Modeling the frictional boundary condition in friction stir welding

Abstract

Material flow and frictional heating in friction stir welding are investigated using a three-dimensional numerical model. Two mechanical boundary conditions are investigated, including a sticking constant velocity and a slipping variable shear stress model. For the constant velocity model, material in contact with the tool is set at a velocity equal to some fraction of the tool rotational speed. The variable shear stress model is formulated such that it degenerates to Coulomb friction under low forces, but as forces at the tool increase, shear stresses at the tool/material boundary are limited according to Tresca friction. The variable shear condition model permits areas of significant slip, while shear stresses at other regions approach the flow stress of the material. The boundary models are compared with experimental data from flow visualization experiments and thermocouple measurements from plasticine welds.

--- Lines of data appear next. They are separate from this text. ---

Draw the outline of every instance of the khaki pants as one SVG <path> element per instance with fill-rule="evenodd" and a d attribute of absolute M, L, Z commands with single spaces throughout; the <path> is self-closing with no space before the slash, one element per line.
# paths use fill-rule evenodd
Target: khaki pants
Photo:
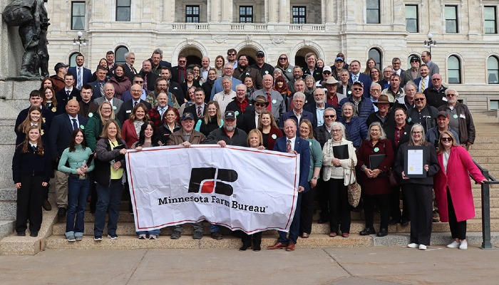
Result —
<path fill-rule="evenodd" d="M 68 173 L 54 171 L 56 180 L 56 202 L 58 208 L 68 208 Z"/>

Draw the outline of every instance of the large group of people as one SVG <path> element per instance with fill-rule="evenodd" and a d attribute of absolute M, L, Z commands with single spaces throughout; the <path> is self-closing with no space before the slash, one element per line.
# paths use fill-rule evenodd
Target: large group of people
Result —
<path fill-rule="evenodd" d="M 208 57 L 201 65 L 188 65 L 183 55 L 172 66 L 159 48 L 137 69 L 131 52 L 122 65 L 108 52 L 93 75 L 83 67 L 82 54 L 69 69 L 58 63 L 56 74 L 30 93 L 30 106 L 16 122 L 17 234 L 26 234 L 29 220 L 31 235 L 37 235 L 41 208 L 51 208 L 51 176 L 68 242 L 83 239 L 88 198 L 95 213 L 94 239 L 102 239 L 108 213 L 108 237 L 118 239 L 119 205 L 128 188 L 127 149 L 205 143 L 301 155 L 289 232 L 279 232 L 269 249 L 293 251 L 299 237 L 312 234 L 315 201 L 318 222 L 329 223 L 331 237 L 348 238 L 351 211 L 364 209 L 365 229 L 359 234 L 384 237 L 389 224 L 410 222 L 408 247 L 426 249 L 438 209 L 454 239 L 448 247 L 465 249 L 465 221 L 474 216 L 466 177 L 470 173 L 478 182 L 485 181 L 467 152 L 475 128 L 458 92 L 443 84 L 430 53 L 422 55 L 423 63 L 417 56 L 410 58 L 407 71 L 395 58 L 382 73 L 372 58 L 361 73 L 361 62 L 346 64 L 342 53 L 331 66 L 308 53 L 300 67 L 292 66 L 286 54 L 272 66 L 258 51 L 250 66 L 248 56 L 234 48 L 226 58 L 217 56 L 213 67 Z M 415 147 L 423 153 L 417 177 L 405 172 L 407 153 Z M 354 208 L 348 186 L 356 181 L 362 198 Z M 192 237 L 202 238 L 202 223 L 192 225 Z M 179 239 L 182 229 L 174 227 L 171 239 Z M 213 239 L 223 238 L 217 224 L 210 232 Z M 160 231 L 137 234 L 140 239 L 156 239 Z M 242 237 L 240 250 L 260 250 L 261 233 Z"/>

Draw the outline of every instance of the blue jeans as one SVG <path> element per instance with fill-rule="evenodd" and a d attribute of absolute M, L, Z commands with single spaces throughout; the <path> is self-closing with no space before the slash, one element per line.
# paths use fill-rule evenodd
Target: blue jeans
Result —
<path fill-rule="evenodd" d="M 90 182 L 88 179 L 69 178 L 68 180 L 68 214 L 66 218 L 66 232 L 83 234 L 85 228 L 83 215 L 87 202 Z M 75 216 L 76 221 L 75 222 Z"/>
<path fill-rule="evenodd" d="M 96 221 L 93 232 L 96 236 L 102 236 L 106 224 L 106 213 L 109 211 L 108 234 L 116 234 L 118 217 L 120 215 L 120 203 L 123 185 L 121 179 L 111 180 L 108 187 L 97 183 L 97 205 L 96 207 Z"/>

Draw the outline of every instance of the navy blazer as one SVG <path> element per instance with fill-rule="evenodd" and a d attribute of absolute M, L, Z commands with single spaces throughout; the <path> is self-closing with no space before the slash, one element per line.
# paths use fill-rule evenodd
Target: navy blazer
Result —
<path fill-rule="evenodd" d="M 276 140 L 274 145 L 274 150 L 286 152 L 287 138 L 281 137 Z M 299 182 L 299 185 L 305 188 L 304 192 L 310 190 L 309 185 L 309 172 L 310 172 L 310 146 L 309 142 L 299 137 L 294 140 L 294 150 L 300 155 Z"/>
<path fill-rule="evenodd" d="M 78 78 L 76 77 L 78 76 L 78 72 L 76 71 L 76 66 L 70 67 L 68 68 L 68 73 L 73 74 L 73 76 L 75 78 L 75 86 L 76 86 L 78 83 Z M 90 83 L 91 80 L 92 71 L 83 67 L 83 82 L 82 82 L 81 86 L 83 86 L 85 84 Z"/>
<path fill-rule="evenodd" d="M 86 125 L 88 119 L 77 115 L 80 125 Z M 61 114 L 53 117 L 49 131 L 50 153 L 52 159 L 61 157 L 63 151 L 69 147 L 69 142 L 73 135 L 73 122 L 68 114 Z"/>
<path fill-rule="evenodd" d="M 362 84 L 364 84 L 364 97 L 366 98 L 371 98 L 371 84 L 373 83 L 373 81 L 371 79 L 371 76 L 368 76 L 367 74 L 364 74 L 361 72 L 359 72 L 359 81 L 361 82 Z M 354 83 L 353 82 L 351 82 L 351 73 L 350 73 L 349 83 L 350 83 L 350 85 Z"/>

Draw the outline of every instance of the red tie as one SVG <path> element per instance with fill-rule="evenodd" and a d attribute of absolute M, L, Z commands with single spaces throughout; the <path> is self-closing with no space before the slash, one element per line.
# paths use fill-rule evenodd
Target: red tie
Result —
<path fill-rule="evenodd" d="M 272 100 L 270 98 L 270 93 L 267 93 L 267 100 L 269 102 L 269 105 L 267 106 L 267 110 L 269 112 L 272 111 Z"/>

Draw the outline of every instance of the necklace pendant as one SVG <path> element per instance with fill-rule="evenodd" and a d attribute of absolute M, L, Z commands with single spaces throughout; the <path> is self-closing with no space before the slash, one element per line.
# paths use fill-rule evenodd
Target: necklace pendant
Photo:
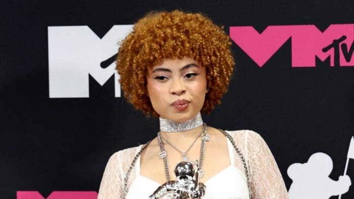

Results show that the variable shear model is superior to a sticking condition. With the variable shear model, the peak temperature in the weld compares well with thermocouple measurements. The variable shear model predicts that material simply extrudes around the tool, while the constant velocity model shows a region of material that rotates with the tool. Maximum velocities with the variable shear stress model are only 9% of the rotational speed of the tool and agree well with experimental findings. Additionally, the variable shear model shows a region of diminishing shear stress, velocity, and pressure at the back advancing side of the pin, suggesting formation of an internal void. The limited deformation, low velocities, and suggestion of void formation agree well with flow visualization studies using plasticine under identical operating parameters.